The strongyloidiasis treatment of choice has been thiabendazole 25 mg/kg/12 h for 3 consecutive days; however, a single dose of 15 mg ivermectin is currently being used because of better tolerability and similar efficacy [18]. Our patient received 400 mg albendazole orally for 3 days and was cured without complications.
In conclusion, we report a case of S. stercoralis infection involving the ascending colon in an immunocompetent host, with specific yellowish-white nodules.
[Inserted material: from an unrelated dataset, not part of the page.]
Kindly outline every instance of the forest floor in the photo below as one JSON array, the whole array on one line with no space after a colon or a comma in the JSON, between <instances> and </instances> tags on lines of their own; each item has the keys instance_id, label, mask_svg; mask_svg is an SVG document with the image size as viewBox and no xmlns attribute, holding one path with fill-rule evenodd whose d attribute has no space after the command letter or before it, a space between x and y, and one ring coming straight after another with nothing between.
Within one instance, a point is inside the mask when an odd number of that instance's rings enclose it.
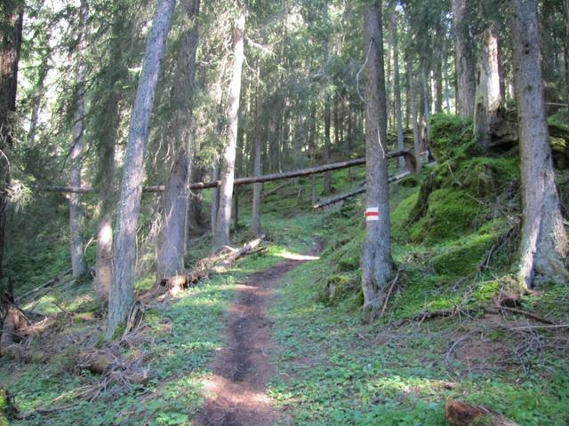
<instances>
[{"instance_id":1,"label":"forest floor","mask_svg":"<svg viewBox=\"0 0 569 426\"><path fill-rule=\"evenodd\" d=\"M357 185L363 174L334 173L336 192ZM401 280L384 317L371 322L360 309L361 200L315 212L310 179L264 200L265 251L151 301L136 333L111 347L101 339L104 312L90 282L61 280L22 301L27 312L48 320L22 342L21 359L0 359L1 387L27 414L14 424L444 426L445 404L455 398L520 425L566 425L566 329L495 311L506 272L498 266L479 272L479 263L488 263L477 244L494 246L470 225L452 241L408 241L402 217L423 178L392 185L393 256ZM455 193L445 191L438 194ZM241 200L244 204L247 194ZM468 202L458 203L461 215ZM37 248L28 248L28 256L44 259L59 248L57 258L66 258L66 240L54 241L64 228L61 216L61 224L44 229ZM241 217L236 246L252 239L244 206ZM425 224L441 229L433 220ZM195 242L188 265L209 253L207 240ZM303 260L320 242L322 251ZM53 276L60 264L48 258L28 264L21 277L28 285L20 294ZM454 273L457 264L469 269ZM137 291L153 286L149 275ZM567 324L567 286L546 286L519 309ZM446 313L426 316L436 312ZM112 351L122 366L147 370L148 380L125 384L93 373L77 362L84 351Z\"/></svg>"},{"instance_id":2,"label":"forest floor","mask_svg":"<svg viewBox=\"0 0 569 426\"><path fill-rule=\"evenodd\" d=\"M274 348L267 304L275 288L300 260L288 260L251 275L229 307L226 346L212 363L204 389L212 393L196 419L200 426L270 426L282 422L266 385L274 375Z\"/></svg>"}]
</instances>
If a patient has yellowish nodules in the colon, a biopsy should be performed to detect strongyloidiasis and prevent a hyperinfection.

NOTES

Conflicts of Interest:The authors have no financial conflicts of interest.

Fig. 1.
Colonoscopic findings showing (A) multiple yellowish nodules and polyps in the ascending colon, and (B) yellowish nodules were found on the top of a polyp (before treatment). (C) The nodules disappeared after treatment.
ce-2018-078f1.jpg
Fig. 2.
Histological findings. Numerous cross-sectioned filariform larvae (arrow) with distortion of crypts and diffuse eosinophilic infiltration are visible in the lamina propria of the colon (hematoxylin and eosin, ×200).